Consuelo e io eravamo già pronti, banco alla sinistra dei giudici, entrambi in toga. Quando lei aveva indossato la sua si era diffuso nell’aria un lieve odore di ambra. Dopo aver espletato le formalità introduttive Basile si rivolse a noi.
– Dunque il processo a carico di Bronzino Antonio ci viene da un rinvio disposto dal tribunale in precedente composizione. Buona parte dell’istruttoria dibattimentale, anzi diciamo tutta l’istruttoria dibattimentale, era già stata espletata. Chiedo alle parti e alla difesa in particolare se vi è il consenso all’utilizzabilità degli atti formatisi dinanzi al collegio nella precedente composizione.

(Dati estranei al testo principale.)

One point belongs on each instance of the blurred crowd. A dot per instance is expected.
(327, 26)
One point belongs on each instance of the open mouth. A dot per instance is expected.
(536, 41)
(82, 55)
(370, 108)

Funziona cosí. Il codice di procedura penale dice che la sentenza deve essere pronunciata dagli stessi giudici che hanno preso parte al dibattimento, cioè che hanno ascoltato i testimoni. In astratto sarebbe giustissimo, se i processi durassero pochi giorni o poche settimane. Siccome però di solito i processi durano parecchi mesi o addirittura diversi anni la regola diventa un problema, piuttosto serio. Se anche uno solo dei tre giudici che compongono il tribunale viene trasferito – cosa che accade con una certa frequenza – l’intera istruttoria deve essere rifatta. A meno che il difensore e l’imputato non diano il loro consenso all’utilizzazione degli atti già assunti davanti al tribunale nella precedente composizione. Questo spesso non accade. Non sempre gli avvocati sono collaborativi e rifare l’istruttoria significa guadagnare tempo (qualcuno direbbe: perdere tempo, ma verrebbe accusato di scarso garantismo), soprattutto per gli imputati colpevoli che sperano nella prescrizione del reato. Non è il modo in cui mi piace fare l’avvocato.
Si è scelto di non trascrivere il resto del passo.